Basta visitar a exposição “O fantástico corpo humano” para admitir que o homem é admirável. Consegue estudar os sistemas esquelético e muscular, nervoso e endócrino, cardiovascular, respiratório, digestivo, reprodutor e urinário. Todavia, Deus é incomparável, pois ele é o inventor desse fantástico corpo humano, que tem 206 ossos, mais de seiscentos músculos, 10 mil papilas gustativas, 180 centímetros quadrados de pele, 2 trilhões de células vermelhas para transportar o oxigênio, três bilhões de células brancas para combater as doenças, 5 milhões de pelos, 13 bilhões de células nervosas, 4 milhões de receptores na pele que permitem distinguir o frio e o calor, a dor e o prazer. A cada minuto o coração humano expele mais de dois litros de sangue, que passa ao longo de 96 quilômetros de artérias, veias e vasos capilares (a super-rodovia do sangue, como os cientistas dizem). O computador mais complexo do mundo está na cabeça do ser humano e é composto de um quilo e meio de matéria cinzenta na forma de uma noz sem casca. O cérebro tem 10 bilhões de componentes, que, em funcionamento, estabelecem num dia cem vezes mais ligações do que todos os sistemas telefônicos do mundo. Num tempo de vida médio, o ser vivo respira quinhentos trilhões de vezes. O nariz trabalha com uma paleta de quatrocentos a quinhentos cheiros, que ele identifica e memoriza com facilidade.

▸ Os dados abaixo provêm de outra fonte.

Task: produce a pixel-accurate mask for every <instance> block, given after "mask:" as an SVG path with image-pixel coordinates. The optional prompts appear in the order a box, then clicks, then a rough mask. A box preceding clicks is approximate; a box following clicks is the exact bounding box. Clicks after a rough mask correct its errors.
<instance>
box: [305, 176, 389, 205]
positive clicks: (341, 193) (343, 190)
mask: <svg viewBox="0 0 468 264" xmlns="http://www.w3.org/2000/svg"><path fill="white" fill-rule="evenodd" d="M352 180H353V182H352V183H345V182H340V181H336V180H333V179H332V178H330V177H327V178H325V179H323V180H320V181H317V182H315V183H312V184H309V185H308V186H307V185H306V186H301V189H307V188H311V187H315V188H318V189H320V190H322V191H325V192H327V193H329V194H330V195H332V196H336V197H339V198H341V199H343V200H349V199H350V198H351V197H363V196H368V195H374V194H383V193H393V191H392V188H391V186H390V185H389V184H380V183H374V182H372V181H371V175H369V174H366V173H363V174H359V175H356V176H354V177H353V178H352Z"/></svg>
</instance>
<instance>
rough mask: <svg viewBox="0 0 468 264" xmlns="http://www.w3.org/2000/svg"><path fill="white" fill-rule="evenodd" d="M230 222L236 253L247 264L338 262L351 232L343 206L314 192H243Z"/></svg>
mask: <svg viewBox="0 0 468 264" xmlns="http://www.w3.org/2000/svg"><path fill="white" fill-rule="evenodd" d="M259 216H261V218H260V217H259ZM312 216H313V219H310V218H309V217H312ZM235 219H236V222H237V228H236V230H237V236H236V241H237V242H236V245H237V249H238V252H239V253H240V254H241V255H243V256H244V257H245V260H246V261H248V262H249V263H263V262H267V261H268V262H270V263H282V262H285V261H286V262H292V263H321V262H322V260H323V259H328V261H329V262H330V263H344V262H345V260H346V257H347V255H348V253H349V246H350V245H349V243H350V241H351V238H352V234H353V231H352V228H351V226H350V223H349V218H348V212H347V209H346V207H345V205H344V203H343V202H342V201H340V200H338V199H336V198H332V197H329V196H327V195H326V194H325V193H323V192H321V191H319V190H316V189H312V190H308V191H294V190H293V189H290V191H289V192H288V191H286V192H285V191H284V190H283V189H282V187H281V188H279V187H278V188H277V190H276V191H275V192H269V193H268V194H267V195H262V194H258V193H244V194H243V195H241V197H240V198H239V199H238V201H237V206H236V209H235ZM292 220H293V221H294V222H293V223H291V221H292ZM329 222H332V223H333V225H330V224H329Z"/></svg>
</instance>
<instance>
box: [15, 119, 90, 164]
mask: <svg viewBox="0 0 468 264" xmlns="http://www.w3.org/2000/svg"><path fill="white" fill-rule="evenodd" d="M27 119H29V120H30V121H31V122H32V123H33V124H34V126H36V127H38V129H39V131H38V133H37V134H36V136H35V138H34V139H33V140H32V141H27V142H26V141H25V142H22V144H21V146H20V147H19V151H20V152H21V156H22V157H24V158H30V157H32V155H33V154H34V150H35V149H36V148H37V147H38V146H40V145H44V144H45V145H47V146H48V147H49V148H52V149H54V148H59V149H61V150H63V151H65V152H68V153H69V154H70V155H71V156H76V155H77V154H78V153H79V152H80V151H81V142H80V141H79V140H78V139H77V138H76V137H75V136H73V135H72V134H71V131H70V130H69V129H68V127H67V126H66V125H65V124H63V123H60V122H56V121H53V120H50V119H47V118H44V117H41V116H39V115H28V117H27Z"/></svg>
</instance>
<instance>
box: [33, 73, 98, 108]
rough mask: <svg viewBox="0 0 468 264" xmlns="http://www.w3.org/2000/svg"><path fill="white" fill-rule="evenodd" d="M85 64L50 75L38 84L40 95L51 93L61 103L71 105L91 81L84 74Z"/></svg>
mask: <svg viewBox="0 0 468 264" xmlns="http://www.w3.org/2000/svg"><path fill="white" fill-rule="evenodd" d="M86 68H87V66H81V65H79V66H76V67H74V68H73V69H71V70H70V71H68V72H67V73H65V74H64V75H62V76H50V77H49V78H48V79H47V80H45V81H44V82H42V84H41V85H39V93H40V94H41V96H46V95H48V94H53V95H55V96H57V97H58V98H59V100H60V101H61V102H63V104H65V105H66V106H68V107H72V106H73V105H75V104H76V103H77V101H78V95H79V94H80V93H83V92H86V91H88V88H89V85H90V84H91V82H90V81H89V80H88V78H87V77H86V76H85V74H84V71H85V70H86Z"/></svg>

Como diz Francis Kaplan, da Universidade de Tours, na França, autor de “O Embrião é um Ser Vivo?”, “uma folha de papel não se torna desenho senão pela intervenção de um fator externo ao papel -- o desenhista”. Assim também, o desenhista do projeto do corpo humano não é o notável, mas o mais notável. Ao rei Davi é atribuído um poema sobre o assunto: “Tu me moldaste por dentro e por fora; tu me formaste no útero da minha mãe. Obrigado, grande Deus [o mais notável] -- é de ficar sem fôlego! Corpo e alma, sou maravilhosamente formado!” (Sl 139.14).


Eugene Peterson, professor emérito de teologia da espiritualidade em Vancouver, no Canadá, declara: “Eu nunca vi Deus. Em um mundo onde quase tudo pode ser pesado, explicado, quantificado, sujeito a análise psicológica e a controle científico, persisto em colocar no centro de minha vida um Deus que nenhum olho jamais viu, nenhum ouvido ouviu e ninguém pode sondar”.